Английский язык Купера в лучшем случае, хотя и беглый и живой, лишен изящества; в худшем — он неуклюж и неподатлив. Этому писателю с мировой славой удивительно не хватает литературной отделки. Он не небрежен, но бесцветен, неряшлив, но нейтрален. Он преуспевает почти без помощи того, что обычно называют «стилем». Его читают ради того, что он хочет сказать, а не ради того, как он это говорит. Читателя ждут сюрпризы, но они заключаются не в идеальном слове, удачной фразе или сбалансированности предложения, а всегда в неожиданном повороте приключения, в хорошо спланированном эпизоде, изобилующем событиями, в снятии умственного напряжения после благополучного выхода из опасности. Как было сказано о другом плодовитом писателе, «он плетет рыхлую ткань»; можно добавить, что она часто бывает грубого волокна. У немногих выдающихся писателей форма настолько подчинена содержанию. Этот недостаток объяснялся спешкой, естественным и высокомерным презрением спонтанного рассказчика к тонкостям риторики.

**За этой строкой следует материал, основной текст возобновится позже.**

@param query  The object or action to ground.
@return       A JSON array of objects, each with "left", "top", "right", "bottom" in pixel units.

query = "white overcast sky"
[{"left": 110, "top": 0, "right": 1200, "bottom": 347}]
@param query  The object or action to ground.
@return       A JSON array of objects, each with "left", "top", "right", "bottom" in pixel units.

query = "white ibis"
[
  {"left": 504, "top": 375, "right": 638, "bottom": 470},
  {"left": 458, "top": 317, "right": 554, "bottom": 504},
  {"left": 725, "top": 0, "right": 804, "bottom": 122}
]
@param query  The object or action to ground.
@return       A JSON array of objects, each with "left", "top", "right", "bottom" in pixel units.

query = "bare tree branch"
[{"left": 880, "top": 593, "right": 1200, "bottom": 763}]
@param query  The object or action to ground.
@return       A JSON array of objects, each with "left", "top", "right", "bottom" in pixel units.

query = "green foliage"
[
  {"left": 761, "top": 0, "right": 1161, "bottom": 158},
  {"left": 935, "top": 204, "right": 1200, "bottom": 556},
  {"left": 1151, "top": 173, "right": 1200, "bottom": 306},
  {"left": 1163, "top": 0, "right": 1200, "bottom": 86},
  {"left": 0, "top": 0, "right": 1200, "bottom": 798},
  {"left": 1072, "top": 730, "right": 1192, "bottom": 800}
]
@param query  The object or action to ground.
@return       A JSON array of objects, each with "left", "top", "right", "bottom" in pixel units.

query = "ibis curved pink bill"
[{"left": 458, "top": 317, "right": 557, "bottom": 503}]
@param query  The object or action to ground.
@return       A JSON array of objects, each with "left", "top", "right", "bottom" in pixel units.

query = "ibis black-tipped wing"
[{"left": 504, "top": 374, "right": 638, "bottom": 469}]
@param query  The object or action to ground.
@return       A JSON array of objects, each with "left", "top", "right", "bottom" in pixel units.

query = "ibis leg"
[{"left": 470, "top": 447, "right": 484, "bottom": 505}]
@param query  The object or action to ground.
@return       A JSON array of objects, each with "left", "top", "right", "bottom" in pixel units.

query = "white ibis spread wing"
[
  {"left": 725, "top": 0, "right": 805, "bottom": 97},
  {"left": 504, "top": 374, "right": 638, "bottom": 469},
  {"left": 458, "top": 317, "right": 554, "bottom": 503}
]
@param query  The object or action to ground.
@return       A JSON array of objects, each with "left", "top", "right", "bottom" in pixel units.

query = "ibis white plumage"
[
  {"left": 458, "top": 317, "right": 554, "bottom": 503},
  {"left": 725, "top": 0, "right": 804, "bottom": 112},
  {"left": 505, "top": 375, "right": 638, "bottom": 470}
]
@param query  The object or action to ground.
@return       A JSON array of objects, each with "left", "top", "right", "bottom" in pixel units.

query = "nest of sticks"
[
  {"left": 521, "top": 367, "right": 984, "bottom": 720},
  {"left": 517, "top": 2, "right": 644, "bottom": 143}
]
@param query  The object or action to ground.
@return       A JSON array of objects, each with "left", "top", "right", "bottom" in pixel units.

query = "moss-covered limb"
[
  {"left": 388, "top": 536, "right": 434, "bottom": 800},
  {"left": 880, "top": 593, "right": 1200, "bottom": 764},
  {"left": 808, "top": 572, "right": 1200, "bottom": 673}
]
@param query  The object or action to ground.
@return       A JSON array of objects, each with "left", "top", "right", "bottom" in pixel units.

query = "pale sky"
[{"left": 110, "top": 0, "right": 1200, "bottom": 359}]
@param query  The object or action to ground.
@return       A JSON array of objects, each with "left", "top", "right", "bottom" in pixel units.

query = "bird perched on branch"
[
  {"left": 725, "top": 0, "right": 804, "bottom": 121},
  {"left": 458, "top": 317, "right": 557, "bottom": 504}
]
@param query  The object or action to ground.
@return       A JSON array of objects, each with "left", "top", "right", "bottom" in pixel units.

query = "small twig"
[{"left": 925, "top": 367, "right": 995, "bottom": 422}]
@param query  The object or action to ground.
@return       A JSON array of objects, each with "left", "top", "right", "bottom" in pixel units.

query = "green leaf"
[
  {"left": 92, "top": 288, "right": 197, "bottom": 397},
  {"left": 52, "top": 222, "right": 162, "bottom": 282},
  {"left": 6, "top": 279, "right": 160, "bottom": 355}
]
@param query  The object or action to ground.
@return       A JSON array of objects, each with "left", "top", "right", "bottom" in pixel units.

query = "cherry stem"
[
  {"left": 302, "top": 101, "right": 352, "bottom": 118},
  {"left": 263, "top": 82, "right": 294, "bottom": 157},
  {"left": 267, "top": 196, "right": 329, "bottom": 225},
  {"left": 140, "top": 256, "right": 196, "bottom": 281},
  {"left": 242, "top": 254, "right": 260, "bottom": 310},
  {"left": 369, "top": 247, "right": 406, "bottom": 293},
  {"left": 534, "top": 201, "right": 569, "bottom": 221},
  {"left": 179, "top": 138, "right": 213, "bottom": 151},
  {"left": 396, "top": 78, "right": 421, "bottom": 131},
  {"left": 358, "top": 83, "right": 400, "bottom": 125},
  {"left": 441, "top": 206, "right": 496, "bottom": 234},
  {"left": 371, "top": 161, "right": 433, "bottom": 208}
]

IV РОМАНЫ ОБ АМЕРИКАНСКОЙ РЕВОЛЮЦИИ «ШПИОН», «ЛАЙОНЕЛ ЛИНКОЛЬН»

Жизнь в той несчастной полосе страны, известной во время Революции как «нейтральная зона», округ Вестчестер, штат Нью-Йорк, является предметом «Шпиона». Здесь часто происходили кровавые столкновения между застрельщиками противоборствующих армий. Мародерствующие банды, якобы «лоялистские» или «патриотические», хотя часто состоявшие из бандитов, делали жизнь мирных домовладельцев мучением и ужасом. Купер писал, опираясь на предания из первых рук. Семья его жены была лоялистской, а самым известным из вестчестерских рейдеров был Деланси.

Главный герой — Харви Берч, шпион. Выдавая себя за человека на службе у британцев, он является самым доверенным из секретных агентов Вашингтона. Его преданность своему вождю — это страсть, почти религия. Невзрачный на вид, скупой в образе жизни, он способен на величайшее личное самопожертвование. Его патриотизм — самого высокого толка, поскольку он не может иметь соразмерной награды. Он должен жить (возможно, умереть), ненавидимый людьми, ради которых ежедневно рискует жизнью. Купер заставляет нас глубоко сопереживать этому неотесанному существу, которое, преследуемое до отчаяния и даже доведенное до виселицы, всегда находит способ спастись. Берч играл своей жизнью. Это был отчаянный шаг, когда он уничтожил клочок бумаги, подписанный Вашингтоном.

Романтический герой истории — Пейтон Данвуди, юноша, чей «темный и сверкающий взгляд» сеял хаос в сердцах впечатлительных дам. Но Пейтон был верен и любил лишь одну. Больше современному вкусу придутся юмор Лоутона и Ситгривса, сержанта Холлистера и Бетти Фланаган. «Мистер Харпер» впечатляет, и тайна его характера хорошо выдержана. Дамы из «Саранчи» обладают причудливым очарованием, неотделимым от манер и костюмов былых времен. Конечно, одна из них, которая, кажется, готова умереть от любви, милосердно убита шальной пулей, а другая становится маньячкой. Читатели романов в 1821 году требовали многого за свои деньги. Но Фрэнсис Уортон — милое создание, хотя ее речь ничуть не напоминает речь мисс Клары Миддлтон.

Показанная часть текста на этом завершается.